Harry moved through it all like a ghost.
His footsteps were light, soundless, his presence barely a whisper among the crowd. No one looked at him. No one acknowledged him. He was just another figure, lost in the movement of the world.
It was better this way.
Teeth had left earlier. To hunt, most likely. The house had been too empty without him—too silent in a way that gnawed at Harry’s ribs like hunger. So he had left too. Wandering, drifting, letting the tide of the crowd carry him along without purpose.
A child laughed nearby, high and shrill, and something twisted inside him.
He ignored it.
His fingers brushed the fabric of his sleeve absentmindedly, his nails digging into the material. His thoughts wandered, slipping into places he didn’t often let them go.
The basilisk.
She was still there. Waiting beneath the castle. A creature older than Hogwarts itself, hidden away in the dark, unseen by human eyes for centuries.
He wondered what she would be like.
Would she speak? Would she recognize him as something different from the others?
Would she understand?
His lips pressed together. It was a strange thought—to want understanding from something so utterly alien. But then again, what was human understanding worth?
His housemates, his so-called ‘friends,’ they didn’t see him. Not really. To them, he was a legend, a story to be told in hushed voices. A trophy to be displayed.
But Teeth saw him.
And Tom had seen him.
It was strange, really. That the only two beings who had truly acknowledged him—who had looked beyond the name, beyond the titles—were a monster and the shade of a boy who should have never been born.
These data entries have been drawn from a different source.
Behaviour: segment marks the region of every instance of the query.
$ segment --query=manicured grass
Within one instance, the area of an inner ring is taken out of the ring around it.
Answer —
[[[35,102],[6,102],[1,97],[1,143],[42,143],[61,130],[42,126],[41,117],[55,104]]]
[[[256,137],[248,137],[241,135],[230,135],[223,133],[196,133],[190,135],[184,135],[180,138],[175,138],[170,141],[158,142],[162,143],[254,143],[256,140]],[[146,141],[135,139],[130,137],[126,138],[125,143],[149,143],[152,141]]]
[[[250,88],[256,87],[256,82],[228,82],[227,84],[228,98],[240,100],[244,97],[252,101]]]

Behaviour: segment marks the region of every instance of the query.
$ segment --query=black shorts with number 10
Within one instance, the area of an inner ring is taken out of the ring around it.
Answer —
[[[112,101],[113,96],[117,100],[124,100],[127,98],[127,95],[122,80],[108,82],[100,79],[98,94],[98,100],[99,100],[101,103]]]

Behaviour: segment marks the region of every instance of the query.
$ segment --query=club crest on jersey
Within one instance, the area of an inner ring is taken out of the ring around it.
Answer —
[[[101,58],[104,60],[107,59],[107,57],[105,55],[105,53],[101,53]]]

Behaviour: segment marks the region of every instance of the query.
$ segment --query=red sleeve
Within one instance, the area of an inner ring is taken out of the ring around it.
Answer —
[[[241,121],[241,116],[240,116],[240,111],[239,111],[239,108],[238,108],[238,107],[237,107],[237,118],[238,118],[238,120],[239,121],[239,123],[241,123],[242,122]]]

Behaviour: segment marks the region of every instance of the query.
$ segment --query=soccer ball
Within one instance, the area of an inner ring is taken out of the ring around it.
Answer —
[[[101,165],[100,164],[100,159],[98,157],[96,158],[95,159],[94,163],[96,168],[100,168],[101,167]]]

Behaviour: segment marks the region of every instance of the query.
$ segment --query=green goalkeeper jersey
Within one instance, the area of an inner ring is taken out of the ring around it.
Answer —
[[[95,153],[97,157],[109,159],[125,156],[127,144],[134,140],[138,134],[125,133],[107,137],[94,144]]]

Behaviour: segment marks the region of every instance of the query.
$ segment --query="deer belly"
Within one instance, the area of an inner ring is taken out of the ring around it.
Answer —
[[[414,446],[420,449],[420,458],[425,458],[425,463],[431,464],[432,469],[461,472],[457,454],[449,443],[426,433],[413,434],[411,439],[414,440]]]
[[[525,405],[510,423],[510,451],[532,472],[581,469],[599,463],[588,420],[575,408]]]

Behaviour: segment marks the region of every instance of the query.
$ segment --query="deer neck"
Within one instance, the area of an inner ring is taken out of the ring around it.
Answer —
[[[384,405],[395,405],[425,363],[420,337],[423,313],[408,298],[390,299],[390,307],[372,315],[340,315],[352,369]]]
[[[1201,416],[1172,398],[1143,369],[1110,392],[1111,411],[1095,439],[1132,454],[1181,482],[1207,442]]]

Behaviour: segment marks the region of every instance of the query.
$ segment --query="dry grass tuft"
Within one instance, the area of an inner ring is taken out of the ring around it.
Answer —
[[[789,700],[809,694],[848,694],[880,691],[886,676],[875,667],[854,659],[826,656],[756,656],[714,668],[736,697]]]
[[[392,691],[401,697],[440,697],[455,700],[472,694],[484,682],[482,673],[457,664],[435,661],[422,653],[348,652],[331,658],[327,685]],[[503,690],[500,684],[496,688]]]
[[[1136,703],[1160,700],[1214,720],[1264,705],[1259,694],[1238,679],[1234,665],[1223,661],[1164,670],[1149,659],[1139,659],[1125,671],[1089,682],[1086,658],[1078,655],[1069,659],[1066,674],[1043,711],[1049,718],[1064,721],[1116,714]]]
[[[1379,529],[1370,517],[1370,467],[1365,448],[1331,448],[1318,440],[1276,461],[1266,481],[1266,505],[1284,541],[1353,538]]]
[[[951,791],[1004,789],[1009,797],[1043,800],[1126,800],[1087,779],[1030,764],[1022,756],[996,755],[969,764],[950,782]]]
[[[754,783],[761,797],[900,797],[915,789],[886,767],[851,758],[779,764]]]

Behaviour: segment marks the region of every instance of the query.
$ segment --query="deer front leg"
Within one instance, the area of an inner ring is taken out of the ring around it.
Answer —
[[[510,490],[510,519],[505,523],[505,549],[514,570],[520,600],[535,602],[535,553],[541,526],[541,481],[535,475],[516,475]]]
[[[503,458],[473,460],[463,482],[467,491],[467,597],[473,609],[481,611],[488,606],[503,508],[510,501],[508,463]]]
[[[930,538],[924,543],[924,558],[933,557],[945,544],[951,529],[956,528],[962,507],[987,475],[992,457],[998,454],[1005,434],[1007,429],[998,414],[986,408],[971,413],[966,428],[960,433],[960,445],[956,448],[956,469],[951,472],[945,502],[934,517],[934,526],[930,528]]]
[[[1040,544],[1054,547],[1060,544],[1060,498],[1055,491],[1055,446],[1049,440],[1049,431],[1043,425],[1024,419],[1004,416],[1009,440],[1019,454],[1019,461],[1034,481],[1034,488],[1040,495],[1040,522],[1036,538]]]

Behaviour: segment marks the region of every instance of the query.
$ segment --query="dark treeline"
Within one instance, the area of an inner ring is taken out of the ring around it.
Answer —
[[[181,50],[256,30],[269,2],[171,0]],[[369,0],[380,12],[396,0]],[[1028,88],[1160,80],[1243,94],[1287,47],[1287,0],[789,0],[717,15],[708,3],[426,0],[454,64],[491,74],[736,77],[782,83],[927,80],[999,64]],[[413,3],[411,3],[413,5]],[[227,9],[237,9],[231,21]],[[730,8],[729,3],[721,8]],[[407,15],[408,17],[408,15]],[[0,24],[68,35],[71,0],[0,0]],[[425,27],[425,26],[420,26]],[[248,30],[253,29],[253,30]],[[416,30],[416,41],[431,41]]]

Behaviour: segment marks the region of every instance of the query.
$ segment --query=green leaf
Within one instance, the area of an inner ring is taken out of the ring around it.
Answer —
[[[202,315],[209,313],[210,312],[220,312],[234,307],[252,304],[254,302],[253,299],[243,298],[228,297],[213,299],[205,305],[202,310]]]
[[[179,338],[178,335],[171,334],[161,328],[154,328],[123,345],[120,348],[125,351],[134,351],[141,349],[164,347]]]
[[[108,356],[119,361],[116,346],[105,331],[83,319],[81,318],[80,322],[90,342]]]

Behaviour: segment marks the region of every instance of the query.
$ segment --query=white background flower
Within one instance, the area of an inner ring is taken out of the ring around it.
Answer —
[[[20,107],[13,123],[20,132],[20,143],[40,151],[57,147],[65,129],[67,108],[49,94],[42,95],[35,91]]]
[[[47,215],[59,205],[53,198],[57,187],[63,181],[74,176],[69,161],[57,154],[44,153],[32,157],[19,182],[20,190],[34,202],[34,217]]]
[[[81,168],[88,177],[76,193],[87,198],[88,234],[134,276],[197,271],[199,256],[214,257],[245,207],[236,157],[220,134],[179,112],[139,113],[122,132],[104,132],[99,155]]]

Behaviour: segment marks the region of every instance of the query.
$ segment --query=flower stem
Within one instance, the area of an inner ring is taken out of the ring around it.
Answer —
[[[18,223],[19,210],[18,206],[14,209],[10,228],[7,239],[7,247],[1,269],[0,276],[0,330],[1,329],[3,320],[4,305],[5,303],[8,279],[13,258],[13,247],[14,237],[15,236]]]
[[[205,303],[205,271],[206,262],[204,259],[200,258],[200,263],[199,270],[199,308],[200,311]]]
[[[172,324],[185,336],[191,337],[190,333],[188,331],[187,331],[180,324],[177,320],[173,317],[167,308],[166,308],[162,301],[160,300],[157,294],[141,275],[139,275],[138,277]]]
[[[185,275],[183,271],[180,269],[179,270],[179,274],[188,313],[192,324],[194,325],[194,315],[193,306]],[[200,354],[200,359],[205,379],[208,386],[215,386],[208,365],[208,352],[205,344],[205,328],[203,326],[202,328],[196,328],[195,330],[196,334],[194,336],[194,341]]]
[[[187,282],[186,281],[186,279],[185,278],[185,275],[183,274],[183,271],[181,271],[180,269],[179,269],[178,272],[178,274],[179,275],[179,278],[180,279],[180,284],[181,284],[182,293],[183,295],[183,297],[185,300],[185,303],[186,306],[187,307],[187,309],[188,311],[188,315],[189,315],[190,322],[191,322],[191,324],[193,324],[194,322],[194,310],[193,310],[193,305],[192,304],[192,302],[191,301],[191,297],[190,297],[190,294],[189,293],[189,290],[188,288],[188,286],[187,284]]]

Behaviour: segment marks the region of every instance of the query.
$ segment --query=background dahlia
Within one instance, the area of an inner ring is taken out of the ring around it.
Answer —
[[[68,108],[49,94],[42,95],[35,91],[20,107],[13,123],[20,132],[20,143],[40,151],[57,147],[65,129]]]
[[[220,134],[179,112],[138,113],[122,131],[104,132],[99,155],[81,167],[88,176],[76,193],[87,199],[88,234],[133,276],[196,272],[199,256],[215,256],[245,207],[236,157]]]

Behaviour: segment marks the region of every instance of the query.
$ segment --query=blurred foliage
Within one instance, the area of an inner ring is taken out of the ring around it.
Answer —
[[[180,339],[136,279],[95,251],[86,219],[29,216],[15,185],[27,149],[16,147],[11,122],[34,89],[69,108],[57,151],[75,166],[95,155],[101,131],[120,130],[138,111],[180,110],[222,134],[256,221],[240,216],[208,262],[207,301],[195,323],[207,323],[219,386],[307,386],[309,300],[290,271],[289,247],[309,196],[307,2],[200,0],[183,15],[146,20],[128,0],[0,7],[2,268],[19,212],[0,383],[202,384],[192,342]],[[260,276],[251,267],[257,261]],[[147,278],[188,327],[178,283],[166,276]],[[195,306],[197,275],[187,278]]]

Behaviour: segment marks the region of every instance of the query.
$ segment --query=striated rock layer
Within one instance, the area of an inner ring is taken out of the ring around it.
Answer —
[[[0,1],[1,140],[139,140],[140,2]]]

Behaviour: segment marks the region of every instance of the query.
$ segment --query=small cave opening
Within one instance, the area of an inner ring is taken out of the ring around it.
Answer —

He exhaled, long and slow, watching as his breath curled in the cooling evening air.
A flicker of motion caught his eye. A man, older, heavyset, stepping out of a shop and nearly colliding with him. Harry stopped just in time, but the man sneered anyway, muttering something under his breath before brushing past him.
Harry didn’t react.
Didn’t feel anything.
It was expected, wasn’t it? People never saw what they didn’t want to see.
The shadows stretched longer. The warmth of the alley felt thinner now, the golden glow of the lanterns failing to reach him.
He should go back.
Teeth would return soon.
And maybe, if he was lucky, he would dream of green scales and unseen eyes waiting for him in the dark.